🤖 AI Summary
To address the limited reasoning capabilities of multimodal large language models (MLLMs), this paper proposes Process-Reward-Model (PRM)-guided Beam Annealing Search (BAS), a dynamic beam search strategy that adaptively reduces beam width during inference to balance accuracy and efficiency. Our key contributions are: (1) the first PRM-guided BAS mechanism, which deeply integrates a process reward model into the search policy; (2) the construction of PRM-BAS-300k, a large-scale, stepwise supervised dataset comprising 300K samples; and (3) joint optimization of value loss and ranking loss for PRM training. The method incurs low computational overhead, is architecture-agnostic, and exhibits strong generalizability and plug-and-play compatibility. Extensive experiments on multimodal reasoning benchmarks demonstrate significant performance gains, empirically validating the effectiveness of process-level supervision in enhancing MLLM reasoning.
📝 Abstract
Recent work increasingly focuses on improving the reasoning capabilities of Multimodal Large Language Models (MLLMs).

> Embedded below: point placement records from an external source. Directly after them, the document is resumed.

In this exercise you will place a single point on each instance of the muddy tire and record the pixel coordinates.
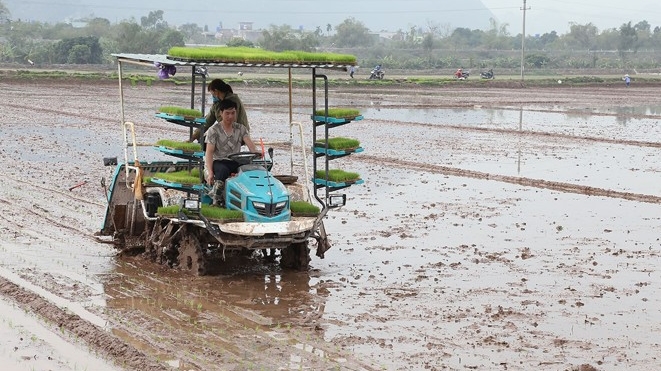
(295, 256)
(191, 256)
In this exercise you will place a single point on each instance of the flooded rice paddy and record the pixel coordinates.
(499, 237)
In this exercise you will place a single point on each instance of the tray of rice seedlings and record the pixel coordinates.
(213, 213)
(302, 208)
(178, 148)
(337, 115)
(184, 180)
(180, 114)
(255, 56)
(338, 146)
(337, 178)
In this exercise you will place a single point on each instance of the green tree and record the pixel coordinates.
(352, 33)
(78, 50)
(98, 27)
(628, 41)
(79, 54)
(154, 20)
(582, 36)
(237, 41)
(5, 14)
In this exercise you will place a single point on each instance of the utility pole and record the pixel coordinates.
(523, 39)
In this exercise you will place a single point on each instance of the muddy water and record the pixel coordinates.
(430, 268)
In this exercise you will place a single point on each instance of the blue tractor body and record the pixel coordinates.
(261, 197)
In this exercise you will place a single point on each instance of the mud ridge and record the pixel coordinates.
(95, 337)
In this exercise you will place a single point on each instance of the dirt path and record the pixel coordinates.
(447, 258)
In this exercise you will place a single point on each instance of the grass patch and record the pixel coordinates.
(183, 177)
(254, 55)
(180, 111)
(303, 208)
(184, 146)
(210, 212)
(339, 143)
(337, 175)
(340, 113)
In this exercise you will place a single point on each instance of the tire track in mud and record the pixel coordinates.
(95, 337)
(526, 182)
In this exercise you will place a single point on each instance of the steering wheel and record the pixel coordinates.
(244, 158)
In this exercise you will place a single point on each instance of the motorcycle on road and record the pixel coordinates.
(487, 75)
(377, 74)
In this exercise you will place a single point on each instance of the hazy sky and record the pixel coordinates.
(542, 16)
(546, 15)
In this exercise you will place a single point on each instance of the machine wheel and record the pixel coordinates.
(295, 256)
(191, 256)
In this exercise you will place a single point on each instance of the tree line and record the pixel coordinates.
(421, 47)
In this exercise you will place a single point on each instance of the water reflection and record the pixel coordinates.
(630, 123)
(209, 311)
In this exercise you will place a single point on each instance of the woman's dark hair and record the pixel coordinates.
(220, 85)
(225, 104)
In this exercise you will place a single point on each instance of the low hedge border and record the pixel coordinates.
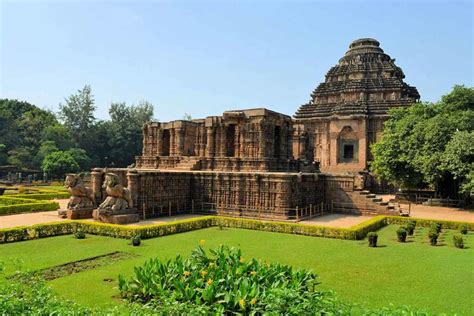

Among existing methods, Process Reward Models (PRMs) stand out for offering dense, step-wise supervision to guide intermediate reasoning. However, how to effectively integrate PRMs into search strategies remains an open question. In this paper, we introduce PRM-BAS (PRM-Guided Beam Annealing Search), a lightweight approach for PRM-guided reasoning that dynamically adjusts beam size -- starting with a broader search space and gradually narrowing it as contextual information accumulates, thereby balancing performance and efficiency. We further propose a unified framework for data construction and PRM training. Specifically, we construct the PRM-BAS-300k dataset by selecting 300k questions from existing datasets and performing rollouts at each step to estimate the probability of reaching a correct final answer. The PRM is then trained using a combination of value loss for absolute action quality and rank loss for relative action quality. Extensive experiments on challenging multimodal reasoning benchmarks demonstrate that PRM-BAS significantly improves reasoning performance while maintaining low computational cost. Moreover, it generalizes well across different model scales and architectures, showcasing strong robustness and plug-and-play capability.